Commodity Stocks And The odd components We Face
At this point in history, the resource cycle formula is a bit more complex. Accordingly, your conclusion to invest in commodity stocks should be driven not only by the natural cycle and any undue influence that can affect cost, but furthermore other realities that can sway the cycle. expressly, we now have to powerfully consider the function of emerging markets. Key nations round the world are modernizing, and their people are upgrading their value of life with goods and services that need assets.
The United States utilised to be a issue of quotation, as it was the largest buyer of products. This is no longer true. Countries like Russia, China, India, and Brazil are increasing infrastructure and upgrading way of life. The intensified demand, really voracious appetite for natural resources, has blown demand way past the steady requirements that permitted for the usual cycle. These days, the standard expected glut of raw components and products that would ordinarily put some manufacturers on the margins is not so forthcoming. buyers are raising their hands to demand resources much quicker than they can be produced.

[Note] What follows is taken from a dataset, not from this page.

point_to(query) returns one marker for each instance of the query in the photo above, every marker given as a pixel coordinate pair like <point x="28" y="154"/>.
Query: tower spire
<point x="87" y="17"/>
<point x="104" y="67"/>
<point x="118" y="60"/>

Commodity Stocks And The Manipulative components We FaceTo add to the complexity of buying into in commodity stocks, there are still other factors that weigh in. occasionally commodities will undergo price suppression for political causes, such as elections. Friends of the government Reserve, such as J.P. Morgan Chase, may engage in boundless nude short-selling of shiny, utilising this paper shiny to by artificial means beat down shiny prices and prop up the staining U.S. Dollar. Central banks may deal gold to flood the market with supply and ratchet down escalating cost increases. These machinations will not finally prevail, but they do muddy the waters and elongate the timelines. This calls for expert guidance when buying into in commodity stocks and resolve to win big.
About the Author
Ankita Jaiswal MBA (E-commerce)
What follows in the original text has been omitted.